Seems there is a bit of competition for cruisers’ kava…
The Lady Chief at Sawa-i-Lau
The village at Sawa-i-Lau
Bread baked to order, Sawa-i-Lau
Hanging with the Tarts at Sawa-i-Lau
To date, we haven’t done a full sevusevu ceremony anywhere, despite presenting bunches of kava to village chiefs on half a dozen occasions. It seems the locals in this part of Fiji are happy to receive the grog, but aren’t that fussed about ‘tradition’. In fact, our friends Di and Graham even did a ‘drive by’ sevusevu, when the said cave caretakers came up to their boat in a panga, asked for the kava to be handed over and then sped off.
So much for our fear of breaching protocol…
The ‘famous’ flooded limestone caves at Sawa-i-Lau were decidedly underwhelming, but the bay they are in is lovely, and we spent a hedonistic afternoon lolling about in gin clear water on the edge of a golden beach, drinking chilled wine with the Citrus Tarts.
The Mamanuca and Yasawa chain of islands extends for around 80 miles, south to north. We didn’t make it all the way to northern end of Yasawa, the top island, but we did find plenty of lovely anchorages along the way, quite a few of which we had to ourselves, including the beautiful, broad bay of Somosomo, on Naviti Island.
One of my favourites was just off Yalobi village on the south side of Waya Island, which lies about halfway up the chain. Waya is geographically the most dramatic island in the Yasawas, with steep green hills rising from the shoreline and crowned with massive basalt outcrops – the eroded evidence of its volcanic provenance.
Yalobi village sits on an arc of golden beach, embraced by rugged hills and fronted by a clear aqua bay. We hiked up above the village from where we could see all the way down the island chain – and look down on Sel Citron looking like a rubber ducky in a bathtub.
Yalobi village, Waya Island
Smoking reef fish
Our village guides, at Yalobi school
Looking along the Mamanuca chain of islands
Sel Citron as bath toy
We spent several relaxing days kayaking and snorkelling, then we headed back to Denarau, with the intention of leaving for NZ to be back in time for friends Ian and Sue’s wedding on Pittwater. But once again, it was just as well we’re on the No Plan Plan…

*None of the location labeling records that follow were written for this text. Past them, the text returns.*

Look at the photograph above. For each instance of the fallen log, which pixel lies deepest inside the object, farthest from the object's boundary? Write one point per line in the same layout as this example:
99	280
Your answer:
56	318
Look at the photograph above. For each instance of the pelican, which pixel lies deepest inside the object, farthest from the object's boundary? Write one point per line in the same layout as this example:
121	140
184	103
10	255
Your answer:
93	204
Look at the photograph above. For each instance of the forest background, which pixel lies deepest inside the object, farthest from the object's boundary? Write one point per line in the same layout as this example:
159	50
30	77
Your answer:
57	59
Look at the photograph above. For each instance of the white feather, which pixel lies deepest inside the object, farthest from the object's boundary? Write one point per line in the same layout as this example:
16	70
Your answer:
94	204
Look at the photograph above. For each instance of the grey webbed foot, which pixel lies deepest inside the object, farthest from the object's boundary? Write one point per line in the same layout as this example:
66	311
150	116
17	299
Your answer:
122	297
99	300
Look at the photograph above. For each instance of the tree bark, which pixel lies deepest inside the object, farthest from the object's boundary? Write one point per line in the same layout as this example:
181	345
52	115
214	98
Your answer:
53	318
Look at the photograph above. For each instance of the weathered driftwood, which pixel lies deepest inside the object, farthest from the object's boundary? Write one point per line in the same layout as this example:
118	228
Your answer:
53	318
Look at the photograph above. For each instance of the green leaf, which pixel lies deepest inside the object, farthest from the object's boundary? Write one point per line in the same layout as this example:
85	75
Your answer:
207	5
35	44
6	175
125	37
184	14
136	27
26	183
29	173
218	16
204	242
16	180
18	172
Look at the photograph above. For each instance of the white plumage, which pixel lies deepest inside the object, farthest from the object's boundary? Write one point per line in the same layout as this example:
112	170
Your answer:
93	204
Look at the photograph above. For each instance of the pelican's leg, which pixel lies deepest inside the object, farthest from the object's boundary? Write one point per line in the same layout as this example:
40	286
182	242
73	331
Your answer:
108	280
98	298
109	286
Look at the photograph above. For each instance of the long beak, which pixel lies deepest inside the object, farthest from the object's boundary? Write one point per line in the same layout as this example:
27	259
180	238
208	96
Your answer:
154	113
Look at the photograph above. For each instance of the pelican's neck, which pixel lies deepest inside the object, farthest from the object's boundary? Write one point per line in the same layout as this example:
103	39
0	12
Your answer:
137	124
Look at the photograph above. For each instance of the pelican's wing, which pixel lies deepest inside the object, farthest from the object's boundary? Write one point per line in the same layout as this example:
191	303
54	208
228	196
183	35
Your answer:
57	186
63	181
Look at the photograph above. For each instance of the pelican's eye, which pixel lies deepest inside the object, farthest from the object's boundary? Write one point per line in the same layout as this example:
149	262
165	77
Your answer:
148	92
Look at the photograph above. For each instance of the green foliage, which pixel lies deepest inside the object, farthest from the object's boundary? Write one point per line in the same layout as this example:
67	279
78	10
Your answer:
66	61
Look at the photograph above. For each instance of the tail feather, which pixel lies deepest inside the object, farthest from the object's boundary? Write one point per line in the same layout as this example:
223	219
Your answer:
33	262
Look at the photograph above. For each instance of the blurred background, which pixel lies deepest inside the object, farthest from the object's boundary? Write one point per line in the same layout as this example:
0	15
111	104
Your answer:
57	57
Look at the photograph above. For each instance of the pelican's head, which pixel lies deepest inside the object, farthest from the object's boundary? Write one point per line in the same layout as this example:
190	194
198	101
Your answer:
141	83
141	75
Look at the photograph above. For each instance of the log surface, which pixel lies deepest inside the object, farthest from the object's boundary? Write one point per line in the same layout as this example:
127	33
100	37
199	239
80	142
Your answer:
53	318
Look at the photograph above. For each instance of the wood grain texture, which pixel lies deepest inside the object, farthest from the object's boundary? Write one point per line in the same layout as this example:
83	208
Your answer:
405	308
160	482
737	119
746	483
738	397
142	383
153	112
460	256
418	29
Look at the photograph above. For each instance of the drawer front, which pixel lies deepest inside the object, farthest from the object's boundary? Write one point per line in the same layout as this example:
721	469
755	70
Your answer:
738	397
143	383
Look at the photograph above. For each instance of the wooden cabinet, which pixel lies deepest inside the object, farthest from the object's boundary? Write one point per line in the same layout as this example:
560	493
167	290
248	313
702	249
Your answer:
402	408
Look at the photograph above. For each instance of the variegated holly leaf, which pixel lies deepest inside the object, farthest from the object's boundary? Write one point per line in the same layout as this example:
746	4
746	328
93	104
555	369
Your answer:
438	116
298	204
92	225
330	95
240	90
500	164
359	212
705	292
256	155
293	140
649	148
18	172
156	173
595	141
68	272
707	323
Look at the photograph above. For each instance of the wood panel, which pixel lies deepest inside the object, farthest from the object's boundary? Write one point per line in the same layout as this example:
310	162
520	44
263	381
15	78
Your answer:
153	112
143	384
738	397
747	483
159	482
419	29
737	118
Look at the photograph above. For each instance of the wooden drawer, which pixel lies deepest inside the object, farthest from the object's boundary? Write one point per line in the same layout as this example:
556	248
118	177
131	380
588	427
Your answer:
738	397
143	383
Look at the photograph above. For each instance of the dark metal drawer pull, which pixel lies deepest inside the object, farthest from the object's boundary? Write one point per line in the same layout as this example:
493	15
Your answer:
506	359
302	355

Of course, there’s never a dull moment in our lives… In the course of a game of golf seven weeks ago when my family was here, Damian came a cropper while retrieving a ball from the beach ‘bunker’ at Musket Cove. He fell on a sharp rock on the shoreline and gouged a divot out of his shin. He went to the nurse at nearby Plantation Island Resort, who cleaned it, dressed it, and dosed him with antibiotics.
He stayed out of the water for three weeks, kept it clean, had more antibiotics and three penicillin jabs in his derriere – basically did all the right things. But it stubbornly refused to heal, developing an infection/abscess as coral-type cuts infuriatingly tend to do.
To cut a long story short, he eventually had to go to the doctor in Nadi, who took to it with a scalpel and ‘debrided’ the wound, leaving him with an elliptical hole the size of a 20 cent piece and about an inch deep. Even the doctor admitted it looked just like a bullet wound (he was worried about osteomyelitis, but an x-ray proved negative).
Since then, we’ve been hanging out in Musket Cove, while Damian has had to make weekly trips back to the doctor in Nadi to have it checked and dressed, which has rather stymied our travel plans, both here in Fiji and for heading back to NZ.
Who knew golf was an extreme sport??
It’s still a long way from healed (it’s probably only about a centimetre deep now!) but he’s been given the all-clear to travel. So we’re off to NZ!
This time we have a friend and extra crew member, Peter Verdon (Verdo) along for the ride – very experienced sailor and all-round good guy. The weather forecast is looking good, so we’re hoping (just for a change) for a nice, easy trip!
We are already underway, en route. I’m typing this as fast as I can before we lose internet, so might have to ‘edit’ it at the other end… We should be in Marsden Cove by next Friday.